There’s a definite sense of being back to the business of politics as usual.  The round of party conferences, high winds, heavy rain and flooding, and the low-hanging, harvest moon dominating the sky all signal the arrival of autumn.  Yet, there’s an undercurrent too of something not ever being quite the same again.

The enthusiasm of Yes supporting folk for politics and in particular, politicking in the community shows no sign of abating; there’s an intriguing deputy leadership debate unfolding in the SNP; each day that passes, the Unionists’ vow seems to offer less of the wow folk were looking for.  The high and the low politics is definitely where all the interesting people are to be found.  The jam in the middle that is spread by Holyrood seems rather thin and unappetising for the moment.

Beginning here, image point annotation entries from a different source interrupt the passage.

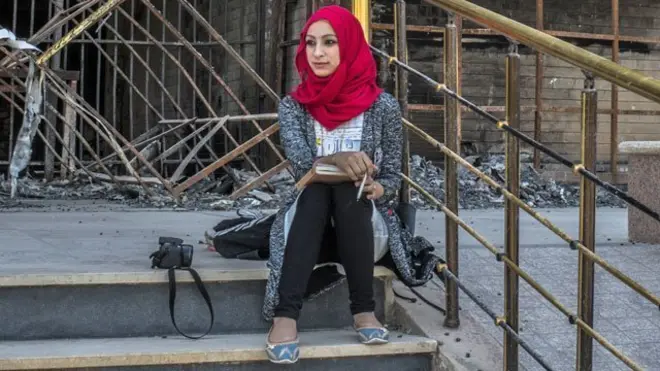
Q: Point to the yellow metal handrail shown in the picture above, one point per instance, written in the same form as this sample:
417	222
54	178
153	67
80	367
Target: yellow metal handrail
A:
624	77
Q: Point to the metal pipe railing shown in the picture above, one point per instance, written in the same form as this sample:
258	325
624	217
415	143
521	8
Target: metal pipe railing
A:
626	78
511	126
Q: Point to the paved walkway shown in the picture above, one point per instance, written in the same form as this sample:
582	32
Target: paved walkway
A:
625	318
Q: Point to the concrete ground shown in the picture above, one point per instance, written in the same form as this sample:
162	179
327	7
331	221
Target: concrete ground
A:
89	241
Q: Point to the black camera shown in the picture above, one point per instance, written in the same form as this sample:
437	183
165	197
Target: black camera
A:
173	253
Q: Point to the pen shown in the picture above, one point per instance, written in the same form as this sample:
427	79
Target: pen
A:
364	180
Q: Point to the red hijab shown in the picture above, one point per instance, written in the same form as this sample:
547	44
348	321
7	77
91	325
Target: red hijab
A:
352	88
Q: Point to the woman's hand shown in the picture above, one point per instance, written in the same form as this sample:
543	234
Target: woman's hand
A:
355	164
372	188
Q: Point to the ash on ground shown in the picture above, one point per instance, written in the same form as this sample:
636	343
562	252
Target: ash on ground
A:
213	194
474	193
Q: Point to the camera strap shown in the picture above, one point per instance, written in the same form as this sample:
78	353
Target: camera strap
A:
202	290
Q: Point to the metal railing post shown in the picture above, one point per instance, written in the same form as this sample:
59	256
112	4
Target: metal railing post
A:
587	222
401	43
512	210
452	128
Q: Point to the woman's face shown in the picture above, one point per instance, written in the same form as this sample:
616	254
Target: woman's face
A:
322	48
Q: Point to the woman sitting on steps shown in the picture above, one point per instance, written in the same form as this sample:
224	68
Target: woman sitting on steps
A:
339	116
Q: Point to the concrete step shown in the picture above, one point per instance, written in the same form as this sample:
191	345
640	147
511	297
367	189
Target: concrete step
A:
320	350
134	303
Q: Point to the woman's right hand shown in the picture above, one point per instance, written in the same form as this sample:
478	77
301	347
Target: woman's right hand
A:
355	164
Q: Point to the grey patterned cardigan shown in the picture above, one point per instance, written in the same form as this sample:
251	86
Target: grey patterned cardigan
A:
382	140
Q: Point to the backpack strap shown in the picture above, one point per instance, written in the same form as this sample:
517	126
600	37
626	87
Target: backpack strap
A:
202	290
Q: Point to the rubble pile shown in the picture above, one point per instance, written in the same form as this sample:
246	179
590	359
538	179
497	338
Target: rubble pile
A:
214	194
535	190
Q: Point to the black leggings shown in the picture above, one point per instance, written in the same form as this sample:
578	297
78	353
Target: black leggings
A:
355	245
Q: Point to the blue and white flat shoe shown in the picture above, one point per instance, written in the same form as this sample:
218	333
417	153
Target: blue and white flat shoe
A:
283	353
373	335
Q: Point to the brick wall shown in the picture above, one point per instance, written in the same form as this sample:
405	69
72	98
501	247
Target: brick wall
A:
483	73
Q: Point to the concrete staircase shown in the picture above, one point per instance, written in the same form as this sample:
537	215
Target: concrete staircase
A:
81	312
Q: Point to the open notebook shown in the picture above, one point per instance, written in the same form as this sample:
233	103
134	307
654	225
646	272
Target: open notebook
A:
323	173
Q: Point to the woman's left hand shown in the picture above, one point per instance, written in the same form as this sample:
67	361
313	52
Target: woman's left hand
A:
372	189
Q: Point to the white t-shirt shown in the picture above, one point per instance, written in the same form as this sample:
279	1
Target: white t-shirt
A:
348	138
345	138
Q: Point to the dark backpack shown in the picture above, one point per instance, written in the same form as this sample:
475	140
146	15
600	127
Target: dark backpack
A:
245	237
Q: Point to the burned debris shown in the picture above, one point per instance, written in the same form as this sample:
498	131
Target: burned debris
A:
219	193
182	147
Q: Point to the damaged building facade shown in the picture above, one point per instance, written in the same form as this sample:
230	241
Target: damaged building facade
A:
159	64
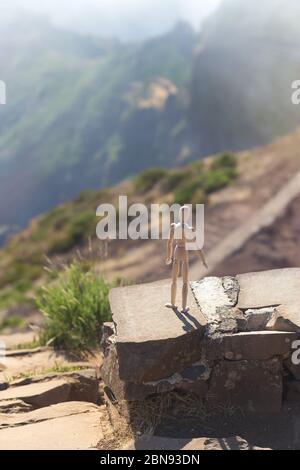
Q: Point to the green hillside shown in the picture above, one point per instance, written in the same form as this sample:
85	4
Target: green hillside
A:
58	234
85	112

Yet, here too, there are hints of change to come.  Nicola Sturgeon will be setting out her stall as First Minister either before or just after the festive break. Johann Lamont’s backroom team is getting a shake-up with a change of personnel but every time she protests she’s going nowhere suggests even she is beginning not to believe she has staying power.  Ruth Davidson will bask in the glow of approval from Mr and Mrs Cameron a while longer but that won’t necessarily win her party more votes in Scotland next year.

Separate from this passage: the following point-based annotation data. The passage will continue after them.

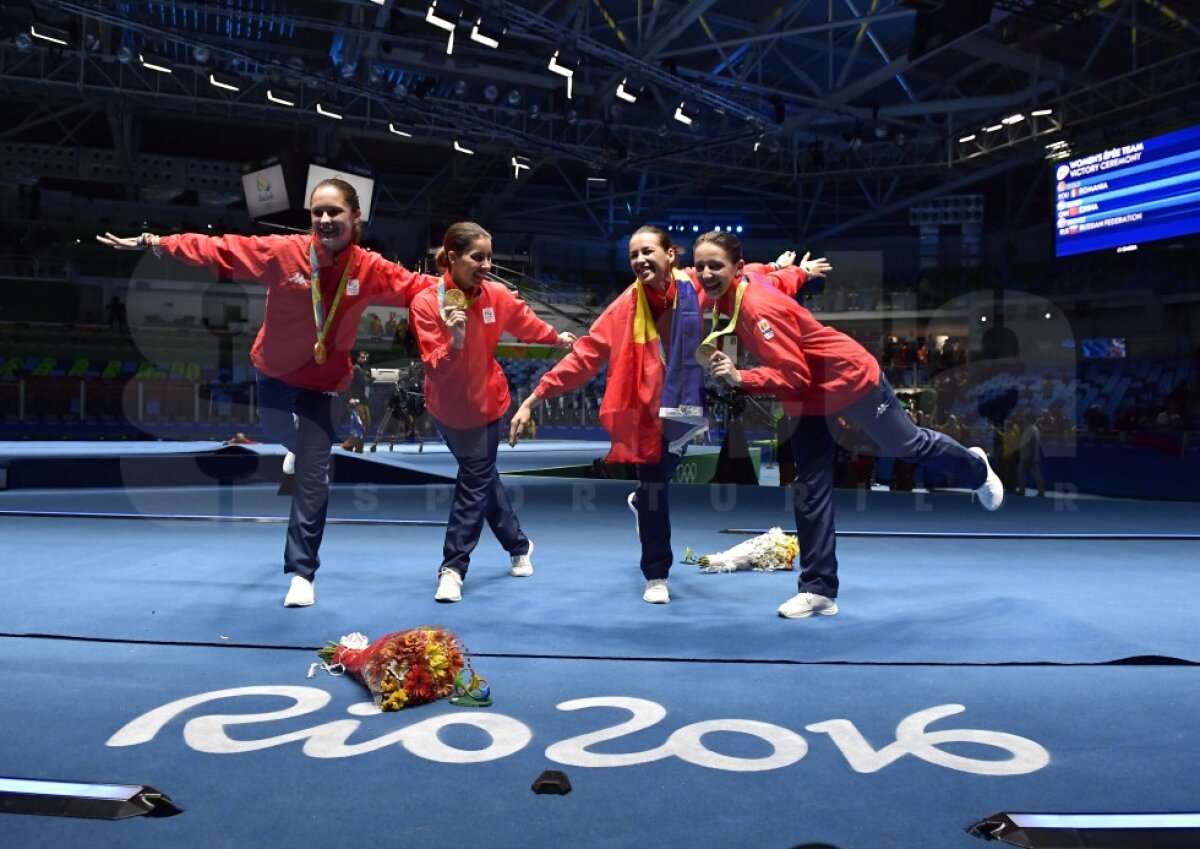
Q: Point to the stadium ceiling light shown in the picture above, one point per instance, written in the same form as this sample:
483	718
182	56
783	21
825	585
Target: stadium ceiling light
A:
687	114
444	14
629	90
51	34
151	61
225	80
565	62
486	32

Underneath it all remain big, thorny political issues.  The STV Appeal this week will see a renewed focus on child poverty – expect the politicians to have plenty to add.  Maybe they could all just read this report, out today, about what consigning 1 in 4 of our children to poverty actually means to their life chances. Maybe, we could have a debate on this in Parliament?  Maybe, we could have debates too in every council chamber?  And maybe, we could have politicians uniting to find the solutions, to apply their collective will to put resources in – real resources – to addressing the causes and symptoms of lack and blight in children’s lives.  Or agree to devolve the powers to Scotland that give us a real chance – a fighting chance – of doing different from Westminster, for all our children’s sakes.   A girl can dream. Still.

Aye, we live in interesting political times.  Tumultuous even.  It’s just a shame that one of Scotland’s finest political journalists, Angus MacLeod, is no longer here, with his quizzically owl-ish stare, to help prise them apart, to find the story beneath, to document what was really going on, to unspin the narrative, to apply his trademark wry analysis and humour to it all.  A big shame indeed.